Enfin, les enfants présentant un TDAH n’ont pas attendu les psychologues pour jouer aux jeux vidéo. Ils sont des gamers comme les autres ce qui en soi fait des jeux vidéo une activité intéressante. Les enfants TDAH peuvent ainsi profiter des pouvoirs du jeu à savoir la communication, les apprentissages et l’intégration des émotions. Ils trouvent aussi avec les jeux vidéo un environnement spécifique qui correspond à leurs besoin. Les jeux vidéo ont en effet l’avantage de présenter des situations complexes du point de vue de l’attention d’une manière qui n’excède pas les capacités du joueur. Les informations saillantes sont soulignées – par exemple une arme flotte dans l’espace. L’enfant doit également contrôler son impulsivité s’il veut progresser dans le jeu. Que ce soit dans un FPS ou un MOBA, foncer dans le tas est rarement une stratégie gagnante.
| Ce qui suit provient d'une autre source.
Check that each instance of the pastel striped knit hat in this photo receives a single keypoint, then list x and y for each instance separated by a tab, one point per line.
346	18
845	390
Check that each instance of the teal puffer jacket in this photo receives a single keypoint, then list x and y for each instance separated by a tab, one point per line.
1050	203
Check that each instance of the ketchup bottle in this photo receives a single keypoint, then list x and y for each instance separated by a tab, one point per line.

Les jeux vidéo reposent massivement sur les fonctions exécutives puisqu’ils faut planifier les actions tout en gardant une flexibilité suffisante pour pouvoir s’adapter à l’imprévu. Le plan d’action est donc nécessaire, mais il doit être mis à jour régulièrement en fonction des informations reçues par le joueur.

Si les jeux vidéo ne doivent pas être démonisés, il ne doivent pas non plus être idéalisés. Il est a peu près certain que les jeux vidéo ne provoquent pas de TDAH mais il reste à mieux comprendre dans quelles conditions ils sont une aide au développement des enfants TDAH et quand ils les entraînent dans une spirale négative du point de vue du développement. En effet, les connaissances rassemblées sur les pratiques vidéoludisme des enfants a besoin particulier restent encore éparses. L’influence des jeux vidéo sur leurs  compétences cognitives, sociales et la vie émotionnelles de ces enfants reste encore a explorer. Il est probable que l’environnement humain joue un rôle plus grand que le temps passé à jouer aux jeux vidéo mais cela reste à ce jour une hypothèse qui attend d’être confirmée par la recherche. 
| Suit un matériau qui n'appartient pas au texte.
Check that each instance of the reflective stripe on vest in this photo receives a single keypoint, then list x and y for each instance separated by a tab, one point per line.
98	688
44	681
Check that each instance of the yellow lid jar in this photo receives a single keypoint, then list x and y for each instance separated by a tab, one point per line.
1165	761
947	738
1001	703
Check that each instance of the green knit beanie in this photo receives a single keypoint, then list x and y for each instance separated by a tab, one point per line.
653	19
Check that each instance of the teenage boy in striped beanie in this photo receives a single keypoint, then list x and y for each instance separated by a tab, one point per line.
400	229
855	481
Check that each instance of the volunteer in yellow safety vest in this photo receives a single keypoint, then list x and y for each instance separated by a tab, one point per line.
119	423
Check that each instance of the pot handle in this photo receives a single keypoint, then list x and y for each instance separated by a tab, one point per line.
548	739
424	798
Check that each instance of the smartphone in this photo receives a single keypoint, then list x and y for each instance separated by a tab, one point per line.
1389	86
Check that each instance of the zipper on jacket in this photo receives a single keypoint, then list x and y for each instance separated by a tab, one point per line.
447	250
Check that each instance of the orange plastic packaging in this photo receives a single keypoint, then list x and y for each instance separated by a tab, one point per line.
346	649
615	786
L’examen de la littérature contredit l’idée que les jeux vidéo sont dommageables pour l’attention. Par contre, les recherches montrent que jouer aux jeux vidéo d’action a un effet positif sur les capacités attentionnelles. Cet effet est suffisament grand pour que les interventions basées sur les jeux vidéo aient également un effet positif et pour que les enfants TDAH puissent profiter des pouvoirs des jeux vidéo.

Sources

Bediou, B., Adams, D. M., Mayer, R. E., Tipton, E., Green, C. S., & Bavelier, D. (2018). Meta-analysis of action video game impact on perceptual, attentional, and cognitive skills. Psychological bulletin, 144(1), 77.
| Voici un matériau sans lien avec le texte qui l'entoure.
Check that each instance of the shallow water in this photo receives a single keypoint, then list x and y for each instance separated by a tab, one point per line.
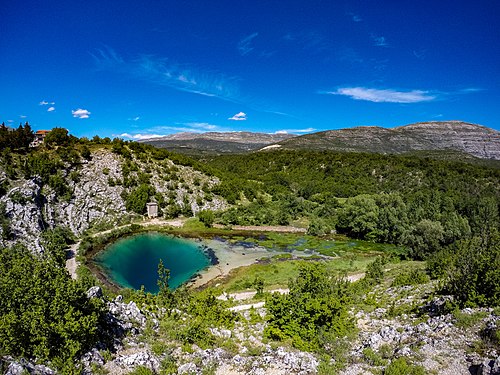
133	261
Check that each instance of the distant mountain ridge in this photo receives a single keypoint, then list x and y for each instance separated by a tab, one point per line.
216	142
476	140
436	136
Prot, S., Gentile, D. A., Anderson, C. A., Suzuki, K., Swing, E., Lim, K. M., … & Liau, A. K. (2014). Long-term relations among prosocial-media use, empathy, and prosocial behavior. Psychological science, 25(2), 358-368.

Kollins, Scott H., et al. “2.40 A Multicenter, Randomized, Active-Control Registration Trial of Software Treatment for Actively Reducing Severity of ADHD (Stars-Adhd) to Assess the Efficacy and Safety of a Novel, Home-Based, Digital Treatment for Pediatric ADHD.” Journal of the American Academy of Child & Adolescent Psychiatry 57.10 (2018): S172.

Ra, C. K., Cho, J., Stone, M. D., De La Cerda, J., Goldenson, N. I., Moroney, E., … & Leventhal, A. M. (2018). Association of digital media use with subsequent symptoms of attention-deficit/hyperactivity disorder among adolescents. Jama, 320(3), 255-263.